Guys in our tribe can't also treat us like shit? Women only date popular, alpha guys? Only popular, alpha guys can treat women like shit? WOW...

We were happy in our tribes. We found people we had lots in common with. We left the need to be 'popular' in HS. But we did date guys, from our tribe, who we weren't good fits with. The relationships just weren't working out and the guys treated us like shit. They didn't have the balls to break up with us and we were told we had to 'work hard' to make a relationship work, so we stayed with them for too long. I'm FB friends with many of them and they now are good guys. But in our early 20's, they just didn't know how to act in a relationship.

Anonymous
Anonymous wrote:
Anonymous wrote:I take issue with this post. Your 20s are for getting to know yourself, establish your career.

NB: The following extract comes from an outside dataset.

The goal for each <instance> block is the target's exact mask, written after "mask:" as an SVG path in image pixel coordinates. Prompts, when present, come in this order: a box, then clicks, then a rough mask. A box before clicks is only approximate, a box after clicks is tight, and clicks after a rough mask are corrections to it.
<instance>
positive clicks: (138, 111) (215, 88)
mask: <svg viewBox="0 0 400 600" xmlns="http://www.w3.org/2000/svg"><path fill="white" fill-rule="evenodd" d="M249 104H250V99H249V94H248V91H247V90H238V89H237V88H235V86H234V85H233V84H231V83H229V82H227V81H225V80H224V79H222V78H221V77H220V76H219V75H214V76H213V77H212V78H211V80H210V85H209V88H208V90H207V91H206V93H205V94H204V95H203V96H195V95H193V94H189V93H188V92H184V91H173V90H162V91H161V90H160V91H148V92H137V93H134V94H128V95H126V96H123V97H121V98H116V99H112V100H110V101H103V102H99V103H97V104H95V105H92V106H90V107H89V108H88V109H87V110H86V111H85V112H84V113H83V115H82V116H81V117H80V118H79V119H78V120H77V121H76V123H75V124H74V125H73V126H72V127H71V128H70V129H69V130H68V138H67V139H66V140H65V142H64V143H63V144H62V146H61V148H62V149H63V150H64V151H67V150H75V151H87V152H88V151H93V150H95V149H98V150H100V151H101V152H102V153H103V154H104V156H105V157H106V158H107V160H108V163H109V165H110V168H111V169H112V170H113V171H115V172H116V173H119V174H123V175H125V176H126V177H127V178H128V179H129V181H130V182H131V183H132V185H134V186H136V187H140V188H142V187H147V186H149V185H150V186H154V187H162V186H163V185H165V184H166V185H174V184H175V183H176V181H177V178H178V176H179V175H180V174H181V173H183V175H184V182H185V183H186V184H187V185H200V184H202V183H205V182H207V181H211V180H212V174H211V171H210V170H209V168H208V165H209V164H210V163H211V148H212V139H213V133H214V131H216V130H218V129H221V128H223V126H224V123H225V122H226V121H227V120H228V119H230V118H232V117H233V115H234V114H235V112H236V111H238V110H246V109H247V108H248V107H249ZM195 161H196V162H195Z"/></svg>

I think love and romance are just as important as "establishing a career." Sometimes I think the DC mindset is seriously f*cked. There's more to life than your resume!


I think you should establish yourself careerwise and financially before deciding you've found the right person to marry and procreate with. Love and romance can wait. I met my husband at 27; it's not like I put it off forever.